La sensation Brignone
Federica Brignone sur la première marche du podium, hier,
à côté de Romane Miradoli (à gauche) et Cornelia Hütter.
L’Italienne a remporté le seul titre qui manquait à son immense palmarès, hier, en s’imposant lors du super-G aux Jeux Olympiques. Seulement dix mois après une grave blessure.
"Ce matin, je lui ai demandé si ça allait.
Elle m’a dit : “Oui oui”. Et elle est partie en boîtant…
Elle est comme ça, et je crois que l’adrénaline aide aussi"
- DAVIDE, SON FRÈRE
13 Feb 2026 - L'Équipe
Béatrice Avignone
CORTINA (ITA) – L’applaudimètre, la quantité de selfies, l’admiration infinie du monde du ski... Federica Brignone (35 ans) a tout gagné, hier. En plus, bien sûr, de la seule victoire qui manquait encore à son immense palmarès. Celle que tout le monde surnomme « Fede » aura dû patienter jusqu’à ses cinquièmes Jeux Olympiques, depuis Vancouver en 2010, et remporter une première course, contre la montre, pour décrocher l’or olympique en super-G puis chanter le Fratelli d’Italia avec son public à Cortina, sous les yeux du président de la République Sergio Mattarella.

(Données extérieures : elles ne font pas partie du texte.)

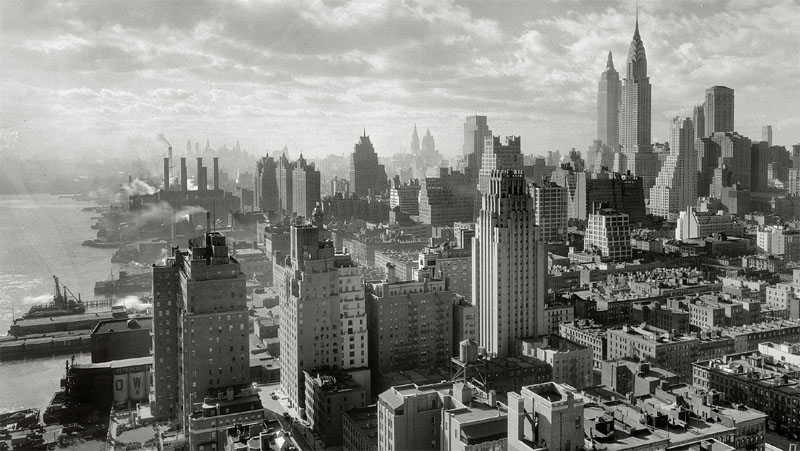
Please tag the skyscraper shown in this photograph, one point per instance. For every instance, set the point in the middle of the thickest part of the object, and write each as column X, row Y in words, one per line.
column 635, row 114
column 719, row 110
column 476, row 130
column 699, row 121
column 608, row 97
column 509, row 265
column 766, row 134
column 428, row 146
column 414, row 141
column 305, row 188
column 366, row 174
column 200, row 340
column 676, row 184
column 323, row 312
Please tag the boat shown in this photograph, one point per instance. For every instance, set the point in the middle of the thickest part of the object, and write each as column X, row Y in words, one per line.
column 103, row 244
column 125, row 283
column 62, row 305
column 22, row 419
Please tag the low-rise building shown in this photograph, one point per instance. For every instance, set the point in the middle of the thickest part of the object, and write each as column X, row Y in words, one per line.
column 571, row 362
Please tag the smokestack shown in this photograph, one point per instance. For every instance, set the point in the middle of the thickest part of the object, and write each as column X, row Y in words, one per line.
column 184, row 182
column 199, row 174
column 216, row 173
column 166, row 174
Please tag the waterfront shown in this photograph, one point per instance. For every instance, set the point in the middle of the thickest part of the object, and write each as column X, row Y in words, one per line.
column 42, row 237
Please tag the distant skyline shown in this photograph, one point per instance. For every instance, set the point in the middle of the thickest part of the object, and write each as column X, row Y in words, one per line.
column 110, row 76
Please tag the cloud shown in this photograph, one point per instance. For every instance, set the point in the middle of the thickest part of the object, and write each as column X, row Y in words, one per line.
column 270, row 71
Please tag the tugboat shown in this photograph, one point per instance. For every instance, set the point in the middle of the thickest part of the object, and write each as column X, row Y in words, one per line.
column 61, row 305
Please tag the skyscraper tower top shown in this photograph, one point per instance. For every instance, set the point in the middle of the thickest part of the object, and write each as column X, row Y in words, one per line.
column 637, row 60
column 415, row 141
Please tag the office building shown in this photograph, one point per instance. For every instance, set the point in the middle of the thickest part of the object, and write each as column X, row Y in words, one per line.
column 451, row 264
column 509, row 265
column 323, row 312
column 405, row 196
column 367, row 176
column 608, row 233
column 699, row 121
column 476, row 132
column 550, row 207
column 719, row 110
column 766, row 134
column 411, row 324
column 305, row 188
column 700, row 224
column 608, row 98
column 447, row 198
column 635, row 116
column 498, row 156
column 200, row 341
column 676, row 185
column 266, row 185
column 779, row 240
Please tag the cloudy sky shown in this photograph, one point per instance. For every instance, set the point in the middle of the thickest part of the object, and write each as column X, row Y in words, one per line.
column 110, row 76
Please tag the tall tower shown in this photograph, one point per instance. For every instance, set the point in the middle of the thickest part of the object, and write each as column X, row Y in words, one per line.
column 635, row 115
column 366, row 174
column 699, row 121
column 766, row 134
column 414, row 141
column 608, row 97
column 676, row 184
column 323, row 312
column 509, row 265
column 201, row 349
column 719, row 110
column 476, row 130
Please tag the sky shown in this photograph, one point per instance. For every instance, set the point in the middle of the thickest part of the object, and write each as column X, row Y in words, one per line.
column 107, row 77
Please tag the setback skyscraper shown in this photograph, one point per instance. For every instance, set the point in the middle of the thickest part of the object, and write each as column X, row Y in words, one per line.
column 509, row 265
column 476, row 130
column 676, row 184
column 608, row 97
column 719, row 110
column 366, row 174
column 635, row 116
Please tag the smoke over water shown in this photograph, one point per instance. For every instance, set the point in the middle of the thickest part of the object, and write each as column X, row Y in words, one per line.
column 138, row 187
column 41, row 299
column 133, row 303
column 163, row 213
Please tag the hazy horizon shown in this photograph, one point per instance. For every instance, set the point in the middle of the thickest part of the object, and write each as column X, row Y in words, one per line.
column 108, row 77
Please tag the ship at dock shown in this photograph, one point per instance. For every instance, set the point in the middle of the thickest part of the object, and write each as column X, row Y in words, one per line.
column 125, row 283
column 64, row 303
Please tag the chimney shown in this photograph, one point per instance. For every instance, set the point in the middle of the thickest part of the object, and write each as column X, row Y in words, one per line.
column 199, row 177
column 216, row 173
column 184, row 183
column 166, row 173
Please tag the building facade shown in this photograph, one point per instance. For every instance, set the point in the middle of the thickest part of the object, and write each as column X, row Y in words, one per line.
column 509, row 265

Pas de pleurs sur le podium, sous un grand soleil apparu pour l’occasion et un ciel coloré par les fumées vert-blanc-rouge des avions de la Frecce Tricolori, la Patrouille d’Italie. Mais un sourire, qui en disait long sur son bonheur d’être là, dix mois après avoir été victime, lors des Championnats d’Italie, d’une fracture tibia péroné qui a nécessité deux opérations, et d’une rupture du ligament croisé antérieur du genou gauche. « Je crois que les Jeux à la maison, et le fait qu’elle pouvait devenir porte-drapeau, ont joué un rôle fondamental. Cela l’a motivée pendant sa convalescence » , soulignait son frère et coach Davide, très ému en voyant sa championne de soeur passer la ligne d’arrivée en tête devant l’Autrichienne Cornelia Hütter (+0’’52), avant que Romane Miradoli ne s’intercale (+0’’41). « J’essaie de respirer, ce n’est pas facile, confiait-elle en réalisant ce qu’elle venait d’accomplir. J’ai douté chaque jour, c’était difficile. Pendant longtemps, je ne pouvais ni marcher ni m’appuyer sur ma jambe, et je me disais : “Comment vais-je pouvoir skier à plus de 100 kilomètres à l’heure ?” Mais chaque jour, je me répétais : “Demain, ça ira beaucoup mieux”. »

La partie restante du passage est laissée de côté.